Reviewing an existing doc
Walk the file with these questions:
- Does every section have content that helps a developer? Delete empty or filler sections.
- Is any content duplicated from another file? Keep the canonical location, delete the copy, add a link.
- Is any content speculative (assumptions, open questions, future plans)? Move to a spec or issue, delete from the doc.
- Is any content stale (refers to removed code, old decisions, deprecated approaches)? Delete. Do not mark as deprecated — just remove.
- Is any prose a table in disguise? Convert.
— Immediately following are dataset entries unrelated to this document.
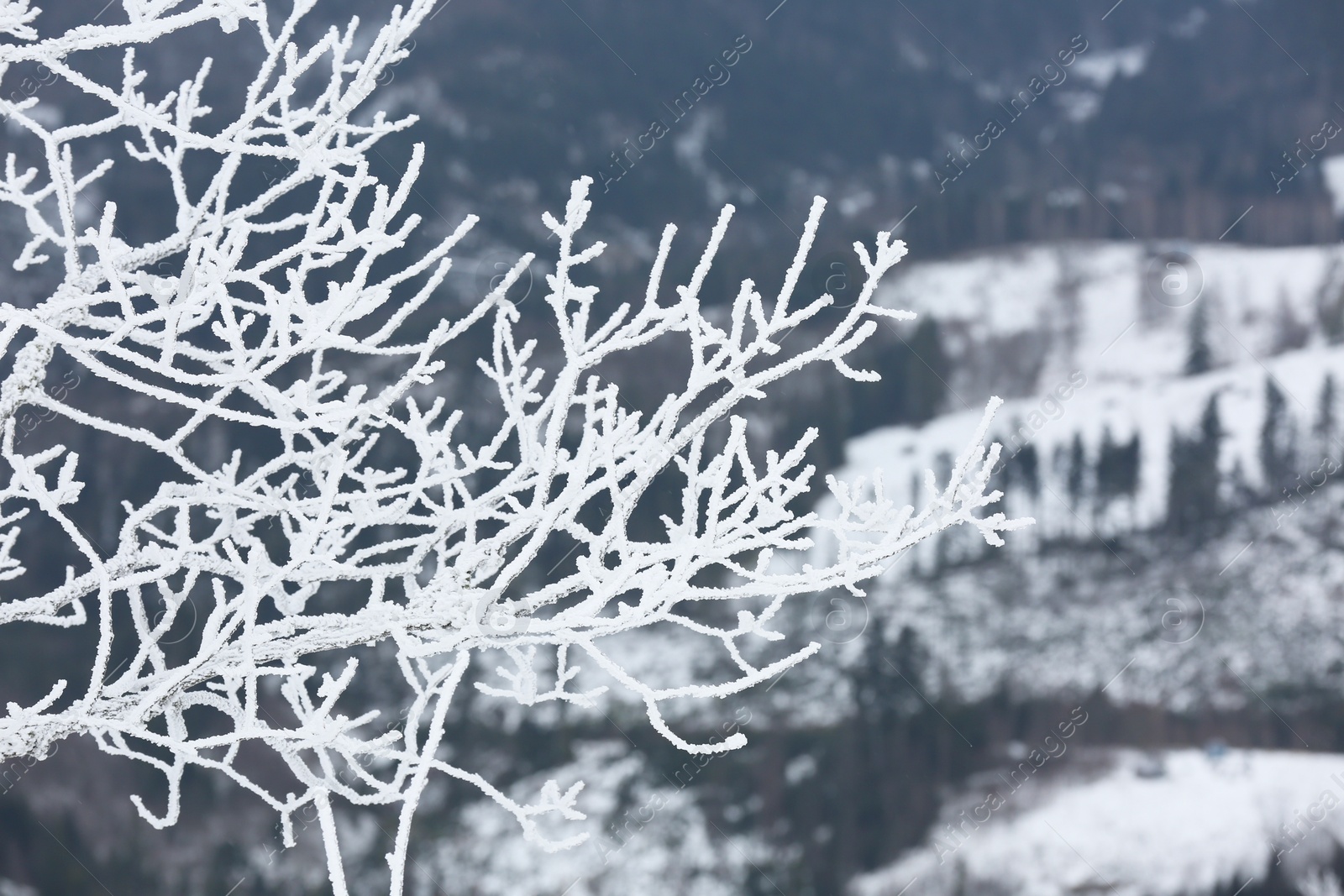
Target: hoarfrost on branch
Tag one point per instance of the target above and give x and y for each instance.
(202, 324)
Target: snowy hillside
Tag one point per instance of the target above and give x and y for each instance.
(1021, 320)
(1182, 822)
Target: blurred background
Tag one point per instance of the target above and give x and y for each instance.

- Does the file exceed the length gate for its type? Split or cut.
- Is the file reachable from
INDEX.md or a README? If not, either add a route or question whether the file should exist.
Hard Gates
- No doc exceeds its length gate without justification (architecture README is the sole exception, capped at 160 lines).
- No speculative content: "future", "might", "could", "should we", "open question", "TBD", "assumption" are red flags.
- No orphan docs: every file in
docs/ is reachable from INDEX.md or a README.
- No duplicate facts:
git grep the key phrase before writing it. If it exists elsewhere, link.
INDEX.md updated when any doc is added, renamed, or removed.